To secure a role in Investment Banking, you also need to ensure that you stay on top of your academics throughout high school and university. 

Contrary to popular belief, many banks don’t mind whether you read Economics, Mathematics, or Art History at university. In fact, banks often welcome individuals with unorthodox degree choices because it brings a different perspective to the role. This being said, if you are choosing to study a degree at a university that doesn’t link with investment banking – make sure you are contributing to the interest in another way – be that a society at school, an investment club with friends, or an online course on the side.

Building this knowledge is important because you’ll need to be able to showcase your understanding of corporate finance and the banking industry throughout your application. 

In a recent internship applicant survey Freshminds conducted, we found that just under half of the applicants understood the difference between boutique advisory firms and full-service banks.

However, joining clubs and expanding your knowledge will ensure that you learn the basics of corporate finance - giving you enough knowledge to speak on in interviews. Moreover, doing this will ensure that you are actually as passionate about investment banking as you thought and that you will actually enjoy the work!

3) Consider your motivations

It might go without saying, but understanding your motivations and desires behind applying for an investment banking internship is crucial.

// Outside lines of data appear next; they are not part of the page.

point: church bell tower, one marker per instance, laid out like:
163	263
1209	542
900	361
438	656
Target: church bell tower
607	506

You'll find that at some point during the interview process, you will be asked questions about why you've chosen a particular bank, your preference for boutique vs. bulge bracket, and more. Therefore, it's important that you have a good answer as to why you are applying for each individual role and the nuances between them. 

While it’s tempting to give generic answers, especially if you’re hoping to apply for multiple banks, from an interviewer's perspective, it’s easy to spot broad and general replies. Bear in mind members of the recruitment team are an extension of their banking client and so will have their best interest at heart. 

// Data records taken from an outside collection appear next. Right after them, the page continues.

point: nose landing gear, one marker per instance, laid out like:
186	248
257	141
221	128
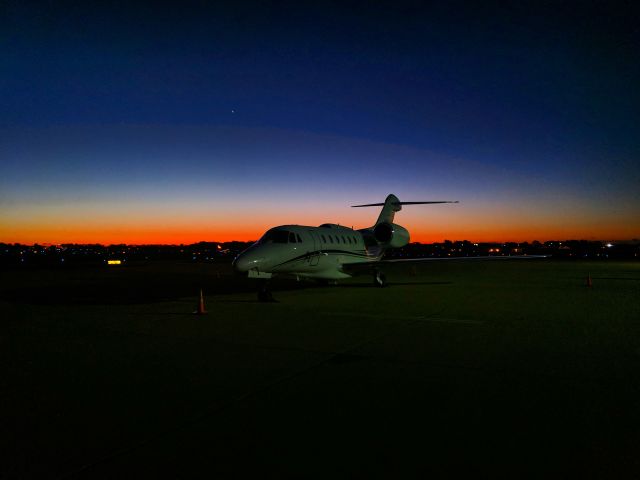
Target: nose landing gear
379	279
264	292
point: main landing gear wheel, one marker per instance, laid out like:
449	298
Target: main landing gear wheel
264	293
379	279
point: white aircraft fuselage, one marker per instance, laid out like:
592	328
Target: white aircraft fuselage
309	252
327	252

Keep in mind that your internship is not only about securing a role - it’s also about matching yourself with a company that aligns with what you want. Interning at an investment bank is therefore a great way to find out what kind of environment is right for you and your career.

To help you work out which investment bank might be right for you, you can: 

  • Research investment banks (considering culture, reputation, and employee feedback). 

  • Consider your own personal drivers; what do you want from a role, and where do you want your early career to take you?

  • Talk to others, whether that be online or within your own network, who’ve had exposure to the world of investment banking and take note.  

And don’t forget the application date!

Applications for summer internships will open at various times throughout the second half of the year. It's up to you to keep an eye on your target banks’ websites and their recruitment platforms so that you are aware when applications open. Regardless of how the bank has structured its applications (i.e., through an external AI-based platform or with attached screening questions, etc.), it is imperative that you spend time and prepare your answers carefully and truthfully! 

Don’t make the mistake of thinking no one on the other side is reading your answers. Lastly, while it is great to stand out, make sure you are answering the questions with a true reflection of your work ethic, interests, and personality.